Keine Jodtabletten erhältlich

Wegen der ungewissen atomaren Bedrohung würde Dennler am liebsten ins nächste Flugzeug steigen und wegfliegen. «Doch das Benzin ist rationiert. Wir würden es nicht bis zum Flughafen schaffen und Bahnen fahren keine.» So bereitet er sich so gut es geht auf den möglichen radioaktiven Niederschlag vor. «Müssen wir raus, tragen wir gute Regenmäntel. Drinnen lassen wir die Türen und Fenster zu.» Gern hätte er noch Jodtabletten geschluckt, doch die konnte er noch nirgends auftreiben. «Nicht einmal die Schweizer Botschaft konnte mir helfen.»

Dennlers Hauptbeschäftigung ist das Anstehen. Am Anfang gab es etwa Strom nur beim Gemeindehaus. «Dort der Reihe nach jeder sein Handy aufladen.» Auch alles andere gibt es nur gegen viel Geduld. «Für die rationierten 10 Liter Benzin bin ich 90 Minuten lang Schlange gestanden», erzählt er. Viele Läden seien zudem geschlossen, vor anderen warte man ewig.

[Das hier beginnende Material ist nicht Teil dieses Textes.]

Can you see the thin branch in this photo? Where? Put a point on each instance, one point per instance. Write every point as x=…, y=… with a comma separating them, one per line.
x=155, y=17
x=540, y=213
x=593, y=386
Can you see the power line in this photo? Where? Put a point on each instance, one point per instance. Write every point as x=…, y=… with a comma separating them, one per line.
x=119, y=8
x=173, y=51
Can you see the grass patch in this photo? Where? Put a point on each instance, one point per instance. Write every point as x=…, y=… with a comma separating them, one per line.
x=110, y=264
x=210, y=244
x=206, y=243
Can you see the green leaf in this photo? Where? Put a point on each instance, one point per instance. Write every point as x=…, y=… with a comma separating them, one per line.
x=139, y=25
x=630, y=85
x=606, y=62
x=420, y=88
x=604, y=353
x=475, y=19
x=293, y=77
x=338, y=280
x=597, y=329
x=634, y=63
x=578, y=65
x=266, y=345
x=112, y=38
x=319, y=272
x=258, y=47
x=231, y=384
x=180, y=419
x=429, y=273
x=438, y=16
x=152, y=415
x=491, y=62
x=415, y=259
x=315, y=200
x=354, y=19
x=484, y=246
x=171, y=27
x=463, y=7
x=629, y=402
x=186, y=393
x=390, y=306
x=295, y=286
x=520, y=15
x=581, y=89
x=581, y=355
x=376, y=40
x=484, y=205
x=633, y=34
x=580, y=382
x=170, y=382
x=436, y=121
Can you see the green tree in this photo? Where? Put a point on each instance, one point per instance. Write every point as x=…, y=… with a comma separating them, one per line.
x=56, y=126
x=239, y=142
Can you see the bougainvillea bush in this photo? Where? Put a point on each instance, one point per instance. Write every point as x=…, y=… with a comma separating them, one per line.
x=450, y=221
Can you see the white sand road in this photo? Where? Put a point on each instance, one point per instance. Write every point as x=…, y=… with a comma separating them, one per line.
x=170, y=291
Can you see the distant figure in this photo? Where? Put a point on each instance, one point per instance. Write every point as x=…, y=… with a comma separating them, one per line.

Hohe Disziplin und gute Organisation

Trotz der Sorge beeindruckt Dennler die Ruhe und Disziplin der Japaner. «Man muss sich hier nicht vor Plünderern oder Räubern fürchten, auch wenn es kein Licht gibt und bei vielen Geschäften die Schaufenster kaputt sind.» Die Scheiben seien nur mit Plastikplanen notdürftig geflickt worden, dennoch bewachten weder Militär noch Polizei die Läden. «Niemand würde hier die Situation ausnützen.»

Gleichzeitig werde rundum bereits aufgeräumt. Viele Menschen seien am Putzen und Flicken, und Helikopter, Ambulanzen und Feuerwehrautos seien ständig unterwegs. Auch sonst sei alles gut organisiert. «Wer nicht mehr zurück in sein Haus konnte, hatte bereits am Freitag im Nu von irgendwoher ein Zelt und hat es aufgeschlagen.»